Question 1: Economic Welfare Implications of a Proposed Policy

Economic welfare refers to the level of prosperity and standard of living of either an individual or a group of individuals in a society. The implications of a proposed policy on economic welfare can be analyzed using a supply and demand graph.

Step 1: Draw a basic supply and demand graph. The vertical axis represents price (P) and the horizontal axis represents quantity (Q). The upward sloping line is the supply curve (S) and the downward sloping line is the demand curve (D).

Step 2: Identify the initial equilibrium where the supply and demand curves intersect. This point represents the initial price (P1) and quantity (Q1).

Step 3: Illustrate the impact of the policy. For example, if the policy is a tax on a good, this would shift the supply curve upwards. If the policy is a subsidy, this would shift the supply curve downwards.

Step 4: Identify the new equilibrium and compare it to the initial equilibrium. The change in price and quantity will illustrate the impact of the policy on economic welfare.

Step 5: Discuss the implications. For example, a tax might lead to a decrease in economic welfare as consumers pay more and consume less. A subsidy might increase economic welfare by making goods more affordable and increasing consumption.

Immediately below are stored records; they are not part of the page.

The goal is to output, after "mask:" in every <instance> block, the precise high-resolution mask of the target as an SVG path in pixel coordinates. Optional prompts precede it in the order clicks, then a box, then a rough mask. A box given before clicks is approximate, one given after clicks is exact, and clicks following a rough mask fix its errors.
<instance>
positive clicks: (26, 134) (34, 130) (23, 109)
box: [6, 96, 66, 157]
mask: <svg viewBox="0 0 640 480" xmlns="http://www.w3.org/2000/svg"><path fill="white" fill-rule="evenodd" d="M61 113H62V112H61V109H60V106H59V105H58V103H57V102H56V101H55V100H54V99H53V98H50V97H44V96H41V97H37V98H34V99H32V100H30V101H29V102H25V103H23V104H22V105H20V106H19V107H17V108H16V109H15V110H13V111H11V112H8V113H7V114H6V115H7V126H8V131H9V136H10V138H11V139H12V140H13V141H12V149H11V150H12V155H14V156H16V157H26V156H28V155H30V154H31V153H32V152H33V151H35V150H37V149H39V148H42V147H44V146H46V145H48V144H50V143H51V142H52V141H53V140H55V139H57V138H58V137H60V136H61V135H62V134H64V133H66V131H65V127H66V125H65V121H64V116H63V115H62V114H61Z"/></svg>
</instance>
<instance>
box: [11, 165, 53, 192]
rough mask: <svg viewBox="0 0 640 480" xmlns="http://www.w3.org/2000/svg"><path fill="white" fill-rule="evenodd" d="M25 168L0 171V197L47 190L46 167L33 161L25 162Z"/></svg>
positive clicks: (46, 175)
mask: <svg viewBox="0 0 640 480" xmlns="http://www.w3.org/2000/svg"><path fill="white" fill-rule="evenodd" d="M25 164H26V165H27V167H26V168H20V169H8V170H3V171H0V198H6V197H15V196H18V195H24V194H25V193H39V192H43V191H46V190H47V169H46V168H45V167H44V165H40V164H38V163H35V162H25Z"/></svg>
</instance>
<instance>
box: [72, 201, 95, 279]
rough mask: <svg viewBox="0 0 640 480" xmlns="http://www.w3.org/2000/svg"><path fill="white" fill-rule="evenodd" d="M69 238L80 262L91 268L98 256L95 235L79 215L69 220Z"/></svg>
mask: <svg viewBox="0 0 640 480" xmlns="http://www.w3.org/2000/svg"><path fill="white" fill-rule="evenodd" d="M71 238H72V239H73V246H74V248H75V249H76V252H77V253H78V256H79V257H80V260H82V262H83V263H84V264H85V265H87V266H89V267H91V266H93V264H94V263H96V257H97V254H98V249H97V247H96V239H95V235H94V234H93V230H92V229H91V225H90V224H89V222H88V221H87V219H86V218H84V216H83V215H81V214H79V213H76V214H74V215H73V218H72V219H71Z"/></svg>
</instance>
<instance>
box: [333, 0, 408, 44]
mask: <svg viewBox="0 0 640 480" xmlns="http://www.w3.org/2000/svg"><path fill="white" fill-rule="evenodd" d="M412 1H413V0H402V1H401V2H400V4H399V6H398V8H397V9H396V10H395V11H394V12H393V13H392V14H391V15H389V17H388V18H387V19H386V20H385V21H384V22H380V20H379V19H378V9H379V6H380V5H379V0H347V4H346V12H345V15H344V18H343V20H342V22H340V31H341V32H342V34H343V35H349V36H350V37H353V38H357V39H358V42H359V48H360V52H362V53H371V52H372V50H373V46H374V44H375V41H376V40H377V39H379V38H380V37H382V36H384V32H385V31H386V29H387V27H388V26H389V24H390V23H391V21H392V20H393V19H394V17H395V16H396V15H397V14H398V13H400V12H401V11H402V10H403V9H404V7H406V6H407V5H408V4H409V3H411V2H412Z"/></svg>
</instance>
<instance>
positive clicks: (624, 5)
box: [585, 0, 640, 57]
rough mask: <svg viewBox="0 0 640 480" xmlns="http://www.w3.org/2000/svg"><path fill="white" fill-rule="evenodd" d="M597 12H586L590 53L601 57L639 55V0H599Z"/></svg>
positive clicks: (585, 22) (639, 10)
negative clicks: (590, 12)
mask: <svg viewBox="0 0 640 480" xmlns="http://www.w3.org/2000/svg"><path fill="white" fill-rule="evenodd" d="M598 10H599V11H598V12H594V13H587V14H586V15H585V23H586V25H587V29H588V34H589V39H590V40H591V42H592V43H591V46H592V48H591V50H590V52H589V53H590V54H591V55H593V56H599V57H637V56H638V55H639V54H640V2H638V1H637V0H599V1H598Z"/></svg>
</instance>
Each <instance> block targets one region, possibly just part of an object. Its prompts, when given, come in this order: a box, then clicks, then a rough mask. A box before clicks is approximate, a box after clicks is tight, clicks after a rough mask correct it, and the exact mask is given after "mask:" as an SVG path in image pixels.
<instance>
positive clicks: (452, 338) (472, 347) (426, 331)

Question 3: Efficiency in Exchange with an Edgeworth Box Diagram

Efficiency in exchange is achieved in an economy when no individual can be made better off without making someone else worse off. This can be illustrated using an Edgeworth Box diagram.

Step 1: Draw an Edgeworth Box. The height of the box represents the total amount of one good and the width represents the total amount of another good.

Step 2: Plot the initial endowments of the two individuals in the box.

Step 3: Draw indifference curves for each individual. These curves represent combinations of the two goods that the individual considers equally preferable.

Step 4: Identify the contract curve. This is the set of points where the indifference curves of the two individuals are tangent. It represents all the efficient allocations of the goods.

Step 5: Efficiency in exchange is achieved at any point on the contract curve. At these points, no individual can be made better off without making the other individual worse off.